Surcharge at restaurant resulted in bad publicity for the restaurant.

Novice business owners rarely price correctly. Many new businesses underprice in an effort to win new customers and community goodwill. Others price high, but fail to provide enough value to justify the price.

Underpricing means a lot of work and expense for less revenue. It means you are underpaying yourself. You didn’t start your own business to be underpaid; you’ve left bad jobs because of that.

If you’re good, price like it.

At the same time, a great way to earn the contempt of your market is to overprice. If people think you are overpriced, you have failed to offer a good value proposition. Expect bad reviews on social media, news media, and review platforms such as yelp or Angie’s List.

It’s all about the value proposition.

Yes, the formal definition of a value proposition is a statement that explains why someone should do business with you. It’s a marketing statement, like this one from Shopify .

“The e-commerce platform made for you”

Whether you sell online, on social media, in store, or out of the trunk of your car, Shopify has you covered.

But really, a value proposition refers to a state of mind; and a good deal is a state of mind. Which brings us to the unwritten, but important rule.

“They will get mad if they see the fee.”

In a recent Business Insider story, restaurant owners faced a dilemma. Social distancing orders reduced sales to near-zero and rising food prices inflated their costs. In order to stay in business, price increases were necessary. Some restaurants decided to add a surcharge. Clearly they hoped that people would understand and be supportive.

“They will get mad if they see the fee.”

One angry customer posted a photo of her receipt showing the surcharge on Twitter. The tweet went viral, and was picked up in local media. The negative publicity resulted in harassment of the restaurant’s employees. The restaurant, and others who had also added surcharges dropped the surcharges and instead raised prices.

It is hard to blame restaurant owners for wanting to avoid increasing their prices. It’s a hassle. New menus must be printed and published. Additionally, they may be reluctant to increase prices on customers in a down economy.  So the surcharge seemed like a more convenient option for them.

“They will get mad if they see the fee.”

Customers of restaurants or any other business tend to react poorly if they see fees added on that appear to have little connection to what they just bought. You cannot expect them to understand or sympathize with your reasons for adding such fees, although many of them will. Consider it your duty to adjust to your customers’ perspective, rather than their duty to adjust to yours.
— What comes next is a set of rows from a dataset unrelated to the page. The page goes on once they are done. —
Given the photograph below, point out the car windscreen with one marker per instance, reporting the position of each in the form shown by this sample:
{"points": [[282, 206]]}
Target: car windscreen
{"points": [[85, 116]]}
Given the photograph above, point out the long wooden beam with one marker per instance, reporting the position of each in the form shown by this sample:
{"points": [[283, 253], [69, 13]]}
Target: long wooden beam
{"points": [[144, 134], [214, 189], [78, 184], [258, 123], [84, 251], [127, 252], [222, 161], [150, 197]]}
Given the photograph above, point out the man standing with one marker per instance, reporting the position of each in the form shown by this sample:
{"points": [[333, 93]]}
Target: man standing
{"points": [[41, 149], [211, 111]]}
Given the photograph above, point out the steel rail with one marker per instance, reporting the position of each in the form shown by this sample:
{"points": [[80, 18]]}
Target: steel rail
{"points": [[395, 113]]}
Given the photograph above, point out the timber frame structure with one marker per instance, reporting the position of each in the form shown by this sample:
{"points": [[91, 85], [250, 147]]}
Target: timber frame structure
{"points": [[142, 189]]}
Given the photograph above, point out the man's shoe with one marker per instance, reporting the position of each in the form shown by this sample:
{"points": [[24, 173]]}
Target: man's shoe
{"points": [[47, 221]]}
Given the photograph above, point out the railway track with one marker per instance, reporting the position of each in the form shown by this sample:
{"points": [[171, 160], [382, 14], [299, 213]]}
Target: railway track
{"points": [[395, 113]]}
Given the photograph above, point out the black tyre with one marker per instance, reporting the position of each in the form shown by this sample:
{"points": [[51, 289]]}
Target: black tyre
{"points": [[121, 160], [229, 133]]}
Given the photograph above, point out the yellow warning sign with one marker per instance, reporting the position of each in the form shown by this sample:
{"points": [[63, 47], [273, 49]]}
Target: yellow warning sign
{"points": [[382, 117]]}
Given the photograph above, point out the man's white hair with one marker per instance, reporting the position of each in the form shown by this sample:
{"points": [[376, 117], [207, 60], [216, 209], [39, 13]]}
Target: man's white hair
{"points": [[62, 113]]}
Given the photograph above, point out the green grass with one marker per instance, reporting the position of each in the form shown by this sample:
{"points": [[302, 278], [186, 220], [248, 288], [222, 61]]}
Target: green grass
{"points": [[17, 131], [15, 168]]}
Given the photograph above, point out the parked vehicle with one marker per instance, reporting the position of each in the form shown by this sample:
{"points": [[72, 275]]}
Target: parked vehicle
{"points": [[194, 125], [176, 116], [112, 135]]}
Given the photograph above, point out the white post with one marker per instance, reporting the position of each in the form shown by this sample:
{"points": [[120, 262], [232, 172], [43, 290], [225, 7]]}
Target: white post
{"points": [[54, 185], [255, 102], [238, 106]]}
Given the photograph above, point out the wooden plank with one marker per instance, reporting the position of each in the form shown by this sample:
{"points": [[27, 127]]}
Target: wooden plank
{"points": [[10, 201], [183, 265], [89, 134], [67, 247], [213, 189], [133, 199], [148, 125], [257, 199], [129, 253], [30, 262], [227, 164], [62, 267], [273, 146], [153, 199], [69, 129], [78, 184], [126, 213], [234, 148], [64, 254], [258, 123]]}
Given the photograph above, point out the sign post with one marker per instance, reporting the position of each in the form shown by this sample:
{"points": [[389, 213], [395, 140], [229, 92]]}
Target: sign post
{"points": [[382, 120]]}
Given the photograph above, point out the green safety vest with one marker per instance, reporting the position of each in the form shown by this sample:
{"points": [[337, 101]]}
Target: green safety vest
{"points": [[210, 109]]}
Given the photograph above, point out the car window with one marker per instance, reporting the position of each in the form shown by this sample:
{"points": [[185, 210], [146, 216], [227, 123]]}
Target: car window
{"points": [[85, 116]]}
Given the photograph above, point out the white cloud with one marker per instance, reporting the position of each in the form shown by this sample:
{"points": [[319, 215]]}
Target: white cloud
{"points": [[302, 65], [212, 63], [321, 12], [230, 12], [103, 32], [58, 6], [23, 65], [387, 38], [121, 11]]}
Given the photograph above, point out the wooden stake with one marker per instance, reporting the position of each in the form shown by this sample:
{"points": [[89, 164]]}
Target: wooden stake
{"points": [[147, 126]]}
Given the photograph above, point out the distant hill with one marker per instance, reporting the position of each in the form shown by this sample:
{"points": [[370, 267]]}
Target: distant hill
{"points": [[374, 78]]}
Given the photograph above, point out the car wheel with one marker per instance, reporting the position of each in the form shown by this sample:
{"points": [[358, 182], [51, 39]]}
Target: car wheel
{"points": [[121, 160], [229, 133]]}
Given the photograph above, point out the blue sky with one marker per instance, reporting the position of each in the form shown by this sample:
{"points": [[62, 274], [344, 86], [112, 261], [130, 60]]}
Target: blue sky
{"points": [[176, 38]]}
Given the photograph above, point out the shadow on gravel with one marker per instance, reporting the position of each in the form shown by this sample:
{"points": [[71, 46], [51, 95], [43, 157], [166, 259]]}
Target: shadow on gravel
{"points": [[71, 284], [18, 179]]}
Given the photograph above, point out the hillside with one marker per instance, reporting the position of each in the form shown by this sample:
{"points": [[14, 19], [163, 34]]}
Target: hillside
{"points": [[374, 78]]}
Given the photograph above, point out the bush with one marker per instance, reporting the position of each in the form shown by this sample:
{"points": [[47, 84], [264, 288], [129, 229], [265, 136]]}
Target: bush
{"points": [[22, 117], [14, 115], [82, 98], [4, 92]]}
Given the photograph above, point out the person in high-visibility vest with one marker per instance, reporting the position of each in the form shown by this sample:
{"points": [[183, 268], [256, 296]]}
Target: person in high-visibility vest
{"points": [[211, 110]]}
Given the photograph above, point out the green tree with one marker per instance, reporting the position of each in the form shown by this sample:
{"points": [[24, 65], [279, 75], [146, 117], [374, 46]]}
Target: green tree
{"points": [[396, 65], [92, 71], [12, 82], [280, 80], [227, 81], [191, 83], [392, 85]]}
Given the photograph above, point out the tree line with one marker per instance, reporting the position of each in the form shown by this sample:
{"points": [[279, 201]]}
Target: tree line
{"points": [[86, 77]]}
In many industries, fees and increases must be disclosed. In that case, do it using the best public relations tactics you can. If not, you can adjust prices without explanation.

Don’t break this unwritten, but important rule.

They will get mad if they see the fee.

Increased costs are certain. While business owners are uncomfortable raising prices on known and loyal customers, it has to be done. But how?

  1. Know the profit margins of your industry. There is always a range. For example, margins of retailers might range from 29-40 percent. Lower-priced retailers operate on high volume, while higher-priced retailers operate at lower volume. Higher margins should be justified by higher quality. For example, Wal-Mart and Neiman Marcus both sell clothes. In your space, are you closer to the Wal-Mart model, the Neiman Marcus model, or somewhere in between? If you plan to change your profit margins, you can easily recalculate your prices using this margin calculator.
  2. Re-calculate your break-even regularly. Rising prices cause a ripple effect of other increasing costs that aren’t so easy to track. For example, higher property values tend to increase property taxes and insurance. Those higher bills can sneak up on you. This video can help you keep your break-even point, your budget, and your profit margins accurate. So can this calculator.
  3. Raise prices incrementally. Giving your customers sticker shock is a great way to lose market share, brand value, and customer goodwill.

If you must adjust prices, do it as gradually as possible. Do it in a way that allows you to meet your needs. It also allows you to quietly test the limits of demand until you find optimal prices. There was nothing quiet or subtle about the “COVID-19” surcharge tacked onto the restaurant bill in this story. Changes in prices require finesse and an accurate reflection of your costs.

They will get mad if they see the fee.